# power requirments



## lightningmcnulty (Jan 4, 2015)

Hey guys 

Sorry to have some many questions so early but I made a mistake when I brought my first set and don't want to make any more.

I am putting together my first N scale set and I already have the bachmann ez command dcc controller, I understand that I will need more power to run multiple trains. 

I have already ordered or have 5 locos and quite a few cars so presumably I will need more power, the problem is that I just saw the price of the 5 amp booster, I don't mind spending money on hobbies especially since this hobby is relatively inexpensive but it has to be justified. 

I can't imagine why its double the price for the booster as it is for the controller but there must be a better option, does the booster just add 12v to the line with a 5 amp limit if so can I use any 12v power supply or is it more complicated than that.
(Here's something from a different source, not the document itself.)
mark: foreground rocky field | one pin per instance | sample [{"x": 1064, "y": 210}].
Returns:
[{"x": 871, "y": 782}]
Are there other controllers that don't require boosting?

any other ideas that mean I won't have to spend crazy money on a power supply 

thanks 

Kim


----------



## DonR (Oct 18, 2012)

Kim

Your Bachmann DCC power supply offers 1 amp of power.
The size of your layout, amount of track, or number of cars
has no bearing on power needs. Only the number of locos
operating at any given time.

Non sound HO locos pull approximately .5 amp each. I assume N locos
will be slightly less than that. 

Unless you are going to have sound decoders, the 1 amp
power is sufficient to run even 4 or 5 N locos at the same time.

The reason that works is that a multspeed DC motor uses
less current when it is running slower. The amp rating
assumes the loco to be running flat out, something seldom
if ever done.

I have the Bachmann EZ DCC system for my HO layout.
I regularly run 4 and 5 locos simultaneously. It works because
I run them at a realistic speeds thus am not pulling the
full amperage. 

A booster is not the same as a power supply. You cannot
connect anything but a booster amp made for DCC use.

The Controller output to the track is around 18 volts of modified AC
not DC. The decoders rectify and control the DC it feeds to the
loco motor in response to digital signals from your controller.

So, in summary, relax. Your Bachmann system will have all
5 of your new locos happily touring your layout with no
problem. Just don't go at NASCAR speeds. 

Later on if you want to run more locos or add sound you MIGHT
need a booster. Or you may want to sell the Bachmann and
buy another DCC system that has a 2 or 3 amp power supply.

Don


----------



## lightningmcnulty (Jan 4, 2015)

Thats great news

I figured since it says "may affect performance" that they just wouldn't run at top speed but like you that is not a big issue for me.

I just happy to hear that it will work so thanks very much for your help

Kim


----------



## MRLdave (Nov 1, 2011)

Most model railroad supplies, whether DC or DCC, have "protection"...........so if you hit the limit of power, your trains will not slow down, they will all stop till the power supply cools down and the breaker resets (or you reset it). 

A lot of things affect power draw........running at max speed increases draw. All electric motors have a high draw (spike) to get started, but the draw drops once they are running. Pulling a lot of cars will increase the amps a loco draws over running just the loco. Another thing that can have a big affect on power draw is "accessories" as Don mentions, sound decoders use quite a bit of power as do lighted passenger cars. Having LOTS of track will have an affect on how many amps you'll need too.

But as Don says, your system should handle 4 or 5 locos. I have run 8 locos for over an hour non stop on a 2 amp system with no problems. At the very least I would go with what you got........you may not run all 5 locos very often. Buy the booster when you KNOW you need the extra power.


----------



## lightningmcnulty (Jan 4, 2015)

Ok great I will try it out and see where we end up.

thanks 

Kim


----------